While most folks say “thank God it’s Friday,” I liked my first job so much that I said, “thank God it’s Monday.”
The boss had “a drawer full of resumes” from guys wanting my job, and the message was that I shouldn’t get too big for my britches. (I later figured out that getting too big for your britches meant asking for raises.) But I always thought fondly of the old guy who gave me my first chance to make it in the business I would stick with for, well, going on 48 years. He gave me my chance.
I was lucky enough to catch on with a graduate student in anthropology, who would go on to become the mother of my children, but whose main attractions at the time included $287 a month pay for her work as a graduate assistant at the university in town.
Smart as the dickens, quick as a hummingbird hopped up on caffeine, she knew how to keep a rented roof over our heads and food on the table for $687 a month, minus taxes, social security, and the rest.
At the time, you could buy a frozen Totino’s pizza for 79 cents. She would jazz it up with chopped onions and what she called “sprinkle cheese” (still does), and feed the two of us for under $1.
You could get free cow hearts at the university agriculture department, and she cooked them up in the Crock Pot a couple times, but it didn’t catch on. (Kind of chewy.)
I’ve joked that the budget was so tight that we got each other library books for Christmas.
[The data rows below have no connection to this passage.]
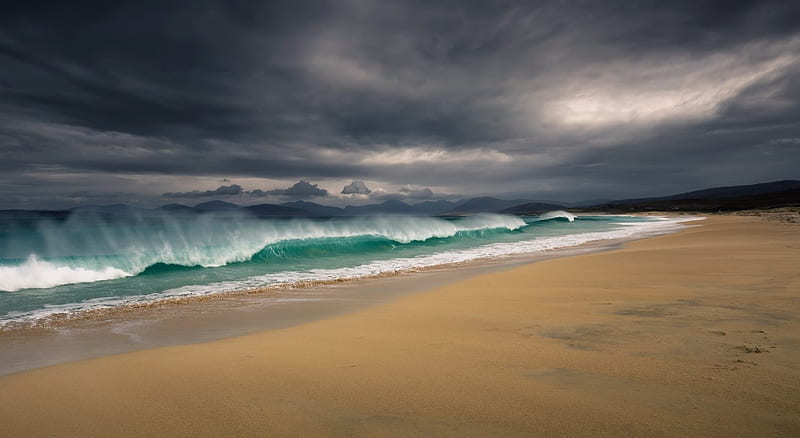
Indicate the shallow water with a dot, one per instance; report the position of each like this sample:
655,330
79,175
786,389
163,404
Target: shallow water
51,266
But I wouldn’t trade those years for anything. There’s nothing like putting stuff back on the shelves at the grocery store, because the check you would write at the checkout counter might bounce, to make you appreciate the better times that would ultimately come.
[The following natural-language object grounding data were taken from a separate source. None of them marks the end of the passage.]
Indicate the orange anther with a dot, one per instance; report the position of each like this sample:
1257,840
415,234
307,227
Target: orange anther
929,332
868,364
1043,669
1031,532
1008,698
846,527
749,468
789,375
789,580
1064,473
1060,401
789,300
Later, after the kids arrived, we always looked for the worst house on a nice block, and figured out how to fix it up. It’s amazing how much you can accomplish if you’re not afraid to ask for advice, maybe get a “how-to” book at the library, and be willing to make some mistakes along the way. At one point, we were fixing up an old house in Illinois while making payments on houses we couldn’t sell in Colorado and Wyoming. And we never missed a payment.
I wouldn’t trade those years for the world, either.
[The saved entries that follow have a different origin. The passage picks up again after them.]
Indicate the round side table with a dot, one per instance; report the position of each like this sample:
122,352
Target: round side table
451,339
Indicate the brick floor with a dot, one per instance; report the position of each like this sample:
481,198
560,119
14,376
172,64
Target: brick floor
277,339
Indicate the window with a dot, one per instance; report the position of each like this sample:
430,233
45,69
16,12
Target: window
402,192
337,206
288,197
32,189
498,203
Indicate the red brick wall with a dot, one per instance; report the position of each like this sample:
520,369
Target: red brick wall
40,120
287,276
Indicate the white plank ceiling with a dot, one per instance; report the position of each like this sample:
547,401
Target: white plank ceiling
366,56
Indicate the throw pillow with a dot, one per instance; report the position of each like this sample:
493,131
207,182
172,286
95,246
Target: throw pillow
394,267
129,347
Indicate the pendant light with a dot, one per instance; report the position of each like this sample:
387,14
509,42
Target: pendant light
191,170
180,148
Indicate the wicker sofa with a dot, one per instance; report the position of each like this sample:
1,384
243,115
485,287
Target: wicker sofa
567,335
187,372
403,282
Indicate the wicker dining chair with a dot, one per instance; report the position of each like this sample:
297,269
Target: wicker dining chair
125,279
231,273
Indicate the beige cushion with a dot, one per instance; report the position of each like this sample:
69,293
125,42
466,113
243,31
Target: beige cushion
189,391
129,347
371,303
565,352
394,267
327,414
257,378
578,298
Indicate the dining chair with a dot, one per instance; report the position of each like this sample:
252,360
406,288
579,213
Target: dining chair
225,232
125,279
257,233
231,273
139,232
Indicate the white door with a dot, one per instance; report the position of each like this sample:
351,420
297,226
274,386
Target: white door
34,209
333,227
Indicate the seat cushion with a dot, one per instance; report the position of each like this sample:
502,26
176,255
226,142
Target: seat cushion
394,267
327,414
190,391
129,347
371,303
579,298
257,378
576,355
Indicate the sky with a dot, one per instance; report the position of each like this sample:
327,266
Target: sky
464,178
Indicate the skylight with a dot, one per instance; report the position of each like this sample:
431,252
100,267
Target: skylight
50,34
I’ve got a cabin in the mountains, but that wooded acre was dirt cheap in 1981, and the cabin is built out of logs we cut right there on the land. (Forty years later, I’m still putting the finishing touches on that little cabin).
Through living close to the bone, both working, faithfully investing in our retirement accounts, and fixing up houses, we ultimately arrived at a comfortable retirement.
And that’s my point.
We’re not special. Millions of us have the same story to tell – hard work, frugality, and common sense adding up to a successful life in a great country.
Folks like us, however, are shaking our heads at a federal government that, while we were pinching our pennies, was spending about $1.36 for every dollar they collected in taxes, amassing a $27 trillion debt along the way. A government that is about to add another $2 trillion in debt for “infrastructure,” with more grand trillion-dollar plans after that.
Even Larry Summers, fiscal guru under President Obama, is questioning the wisdom of this massive spending explosion.
This kind of profligacy has no relation to the lives most of us have lived. And it’s hard to escape the logic of economist Herbert Stein: “If something can’t go on forever, it won’t.”
Maybe this orgy of debt doesn’t frighten you.
But, it scares this penny-pincher to death.